# UCI approves 2016 Giant TCR frame



## Stoneman (Mar 1, 2009)

It was approved 3/24/2015. We should definitely see it at the Tour de France under the skinny, climber boys in the Alps and Pyrennes on the Giant team. http://www.uci.ch/mm/Document/News/...tofApprovedModelsofFramesandForks_English.pdf


----------



## r1lee (Jul 22, 2012)

Stoneman said:


> It was approved 3/24/2015. We should definitely see it at the Tour de France under the skinny, climber boys in the Alps and Pyrennes on the Giant team. http://www.uci.ch/mm/Document/News/...tofApprovedModelsofFramesandForks_English.pdf



Supposedly its under 13lbs and that bike will retail under $9k, so not sure which model that will be. Probably spec with Giant wheels and giant components, which aren't the lightest.


----------



## ibericb (Oct 28, 2014)

r1lee said:


> Supposedly its under 13lbs and that bike will retail under $9k, so not sure which model that will be. Probably spec with Giant wheels and giant components, which aren't the lightest.

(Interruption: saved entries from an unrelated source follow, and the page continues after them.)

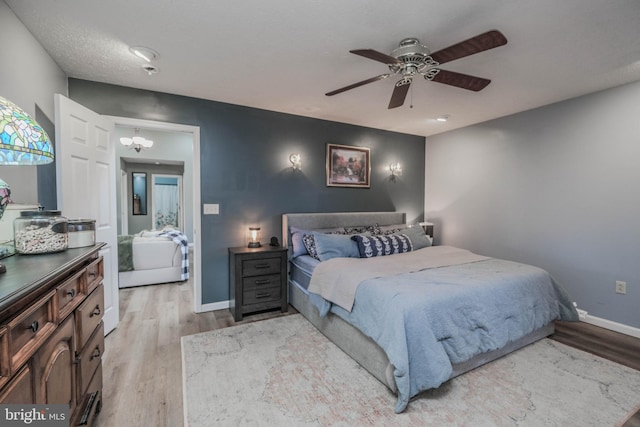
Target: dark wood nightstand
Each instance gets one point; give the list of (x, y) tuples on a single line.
[(257, 279)]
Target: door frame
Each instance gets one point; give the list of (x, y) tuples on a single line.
[(197, 246)]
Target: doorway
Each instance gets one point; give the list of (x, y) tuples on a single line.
[(167, 203), (163, 153)]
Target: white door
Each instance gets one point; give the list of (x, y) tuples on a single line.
[(86, 181)]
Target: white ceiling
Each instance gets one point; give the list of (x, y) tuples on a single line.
[(284, 55)]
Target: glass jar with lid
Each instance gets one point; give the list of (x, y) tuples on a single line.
[(82, 232), (40, 232)]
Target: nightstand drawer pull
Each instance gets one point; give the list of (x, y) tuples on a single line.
[(95, 312), (96, 353), (34, 326)]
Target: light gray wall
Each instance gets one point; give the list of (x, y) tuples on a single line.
[(557, 187), (28, 76)]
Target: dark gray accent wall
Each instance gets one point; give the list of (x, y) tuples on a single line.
[(46, 176), (555, 187), (245, 168)]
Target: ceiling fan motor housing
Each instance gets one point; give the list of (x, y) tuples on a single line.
[(414, 55)]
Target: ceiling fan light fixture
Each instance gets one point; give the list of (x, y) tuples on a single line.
[(144, 53)]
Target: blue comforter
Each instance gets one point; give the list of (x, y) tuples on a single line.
[(429, 319)]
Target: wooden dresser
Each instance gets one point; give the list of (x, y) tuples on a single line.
[(257, 279), (51, 331)]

Until UCI changes their 6.8 kg weight limit, "under 13 lbs" won't matter in UCI races. The real question here is the frame/fork weight.


----------



## r1lee (Jul 22, 2012)

ibericb said:


> Until UCI changes their 6.8 kg weight limit, "under 13 lbs" won't matter in UCI races. The real question here is the frame/fork weight.


I totally agree.


----------